Alice secoua la tête. Non, elle ne sentait rien de plus qu'un engourdissement, qui se propageait peu à peu... Et le froid qui envahissait ses membres. C’était la brûlure du scalpel sur la peau tendre de son avant-bras qui l’avait réveillée un peu plus tôt. Combien de temps avait pu s’écouler depuis, elle n’en avait aucune idée. La deuxième coupure lui avait paru plus douloureuse encore, peut-être parce qu’elle s’y attendait cette fois. Elle avait crié alors, de toutes ses forces, presque surprise d’entendre sa propre voix. Pas de bâillon, cela ne pouvait vouloir dire qu’une chose… Personne pour entendre.

Et puis, elle avait senti la chaleur humide de son sang qui s’écoulait le long de ses poignets, et à l’intérieur de ses mains, solidement attachées derrière son dos. Elle avait tenté de bouger les doigts, mais cela n’avait fait qu’amplifier la douleur. Difficile de trancher les veines si profondément sans abimer les tendons, avait-elle pensé avec un détachement étrange, presque comme s’il s’agissait du corps de quelqu’un d’autre. Mais bien vite, d’étranges points noirs avait envahi son champ de vision tandis qu’un filet de sueur glaciale coulait dans son dos, le long de sa nuque, lui rappelant que c’était malheureusement bien elle, assise là sur cette chaise, en état de choc.

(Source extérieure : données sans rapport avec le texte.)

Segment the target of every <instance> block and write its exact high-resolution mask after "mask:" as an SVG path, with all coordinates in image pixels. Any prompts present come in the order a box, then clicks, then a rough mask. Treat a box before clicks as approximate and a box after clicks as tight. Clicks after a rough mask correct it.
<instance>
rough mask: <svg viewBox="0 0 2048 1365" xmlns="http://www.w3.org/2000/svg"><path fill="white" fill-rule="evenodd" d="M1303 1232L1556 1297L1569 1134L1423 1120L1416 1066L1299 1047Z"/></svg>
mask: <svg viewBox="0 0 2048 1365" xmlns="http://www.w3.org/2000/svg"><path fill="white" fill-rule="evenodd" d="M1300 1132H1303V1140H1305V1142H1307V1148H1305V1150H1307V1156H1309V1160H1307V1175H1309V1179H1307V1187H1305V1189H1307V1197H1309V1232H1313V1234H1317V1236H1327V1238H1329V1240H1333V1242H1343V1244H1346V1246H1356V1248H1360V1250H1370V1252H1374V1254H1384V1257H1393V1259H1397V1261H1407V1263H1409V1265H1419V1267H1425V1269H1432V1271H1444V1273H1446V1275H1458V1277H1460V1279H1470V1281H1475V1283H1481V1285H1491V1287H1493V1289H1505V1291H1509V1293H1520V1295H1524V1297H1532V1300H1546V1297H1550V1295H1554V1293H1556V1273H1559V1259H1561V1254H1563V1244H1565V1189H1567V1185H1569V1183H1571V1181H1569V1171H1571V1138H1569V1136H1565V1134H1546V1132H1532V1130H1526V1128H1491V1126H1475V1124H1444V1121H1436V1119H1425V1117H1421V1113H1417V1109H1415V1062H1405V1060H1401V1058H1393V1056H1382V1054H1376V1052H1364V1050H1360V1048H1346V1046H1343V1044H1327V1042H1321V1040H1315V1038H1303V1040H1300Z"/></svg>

D’un geste sûr, sa tortionnaire avait alors approché une sorte de baquet métallique, et lui avait plongé les avant-bras dans une eau dont le contact et la température avaient rapidement apaisé sa douleur. Alice n’était cependant pas dupe. Si la douleur avait reflué, pour n’être plus qu’un vague élancement engourdi, les blessures, elles, continuaient à la saigner peu à peu. D’un ton abattu, presque résigné, elle soupira :

- Non, je ne sens pratiquement plus rien maintenant. 

- Bien, fit Max avec un sourire satisfait. Tu n'es pas là pour souffrir. Je sais que ça peut te paraître un peu obscur, Marie, mais j'y tiens... Je ne suis pas un monstre. 

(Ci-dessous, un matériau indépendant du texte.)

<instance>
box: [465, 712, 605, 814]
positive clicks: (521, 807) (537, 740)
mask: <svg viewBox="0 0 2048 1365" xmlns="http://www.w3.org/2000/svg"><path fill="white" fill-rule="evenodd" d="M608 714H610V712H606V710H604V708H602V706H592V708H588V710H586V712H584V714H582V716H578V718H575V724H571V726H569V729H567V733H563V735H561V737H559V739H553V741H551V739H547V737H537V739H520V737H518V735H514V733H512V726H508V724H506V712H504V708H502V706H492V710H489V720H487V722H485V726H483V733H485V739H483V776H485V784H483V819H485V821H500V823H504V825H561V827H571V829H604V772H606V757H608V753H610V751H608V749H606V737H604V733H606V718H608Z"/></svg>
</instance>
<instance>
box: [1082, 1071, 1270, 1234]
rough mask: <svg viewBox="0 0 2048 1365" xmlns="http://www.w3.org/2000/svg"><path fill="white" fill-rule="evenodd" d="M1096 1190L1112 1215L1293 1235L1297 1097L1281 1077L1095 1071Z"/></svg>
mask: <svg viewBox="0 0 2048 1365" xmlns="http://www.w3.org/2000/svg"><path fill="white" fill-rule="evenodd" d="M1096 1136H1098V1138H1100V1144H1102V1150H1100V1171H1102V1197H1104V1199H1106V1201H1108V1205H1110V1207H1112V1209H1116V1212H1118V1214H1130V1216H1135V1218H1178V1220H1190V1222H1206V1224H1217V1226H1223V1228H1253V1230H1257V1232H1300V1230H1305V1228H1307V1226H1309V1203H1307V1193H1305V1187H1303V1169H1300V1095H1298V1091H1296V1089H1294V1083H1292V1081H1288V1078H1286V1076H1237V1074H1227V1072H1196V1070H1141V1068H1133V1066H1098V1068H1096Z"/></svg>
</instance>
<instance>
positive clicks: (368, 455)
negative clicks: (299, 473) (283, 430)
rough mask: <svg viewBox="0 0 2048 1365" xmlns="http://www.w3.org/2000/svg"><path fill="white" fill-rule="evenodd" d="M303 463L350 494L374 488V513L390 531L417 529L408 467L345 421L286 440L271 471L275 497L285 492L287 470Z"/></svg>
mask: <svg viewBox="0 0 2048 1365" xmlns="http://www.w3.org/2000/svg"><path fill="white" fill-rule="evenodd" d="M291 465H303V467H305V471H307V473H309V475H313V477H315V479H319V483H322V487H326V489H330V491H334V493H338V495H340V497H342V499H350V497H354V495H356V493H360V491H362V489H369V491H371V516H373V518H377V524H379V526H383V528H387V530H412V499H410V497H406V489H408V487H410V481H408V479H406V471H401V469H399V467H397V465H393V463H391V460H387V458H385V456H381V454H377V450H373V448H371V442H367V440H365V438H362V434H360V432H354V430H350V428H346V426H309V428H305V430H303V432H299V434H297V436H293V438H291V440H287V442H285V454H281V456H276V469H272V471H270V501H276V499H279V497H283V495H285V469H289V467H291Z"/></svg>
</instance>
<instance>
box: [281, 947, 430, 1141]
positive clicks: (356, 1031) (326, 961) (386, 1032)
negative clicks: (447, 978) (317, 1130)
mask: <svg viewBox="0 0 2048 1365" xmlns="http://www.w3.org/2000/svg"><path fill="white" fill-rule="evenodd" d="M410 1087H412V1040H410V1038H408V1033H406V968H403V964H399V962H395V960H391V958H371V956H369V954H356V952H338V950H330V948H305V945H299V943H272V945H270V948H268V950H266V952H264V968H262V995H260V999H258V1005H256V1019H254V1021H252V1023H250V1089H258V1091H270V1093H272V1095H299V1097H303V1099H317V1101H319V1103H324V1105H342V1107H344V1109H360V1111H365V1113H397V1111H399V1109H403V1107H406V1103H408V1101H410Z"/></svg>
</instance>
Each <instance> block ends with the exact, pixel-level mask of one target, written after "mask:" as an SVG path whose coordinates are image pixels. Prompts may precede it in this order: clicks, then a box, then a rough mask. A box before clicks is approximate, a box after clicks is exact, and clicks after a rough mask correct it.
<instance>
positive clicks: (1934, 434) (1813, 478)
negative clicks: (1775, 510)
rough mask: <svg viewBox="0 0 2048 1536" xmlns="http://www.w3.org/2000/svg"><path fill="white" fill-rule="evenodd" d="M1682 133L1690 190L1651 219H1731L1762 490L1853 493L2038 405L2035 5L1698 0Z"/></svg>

Alice lui lança un regard noir, et Max partit d'un rire presque enfantin. Elle jeta un œil au seau d'eau tiède qui se teintait de rouge, alors que la vie s'écoulait lentement mais inexorablement, des deux coupures franches et profondes, au-dessus des poignets de la jeune femme.

- Ce sera bientôt fini. Ne t'en fais pas, lança-t-elle d'une voix presque triste.

- Pourquoi... Pourquoi faites-vous ça ? demanda soudain Alice.

- Parce que je suis dingue, je suppose, répondit Max d'un ton plus sec, visiblement peu disposée à se lancer dans cette discussion.

- Qui est Marie ? tenta l'autre d'une voix déjà pâteuse.

- Toi... Elle... Vous êtes toutes des Marie, ma douce. Toutes des menteuses, répondit Max, sans colère.

Alice poussa un faible gémissement. Ses paupières trop lourdes ne tenaient plus ouvertes... Un frisson la secoua, puis elle ferma les yeux, s'abandonnant au froid et à la douceur du sommeil. Elle n'aurait jamais cru que c'était aussi facile de mourir. Elle tomba lentement dans l'inconscience et sa tête bascula sur sa poitrine.

Max regarda sa montre avec un soupir. Encore un petit quart d'heure et ça serait fini. Elle caressa les cheveux de sa proie avec tendresse.

- Tu sais, Marie, parfois... Parfois, j'aurais presque envie que ça se termine autrement, murmura-t-elle, avec ce sourire doux et chaleureux qui avait fait craquer les plus endurcis.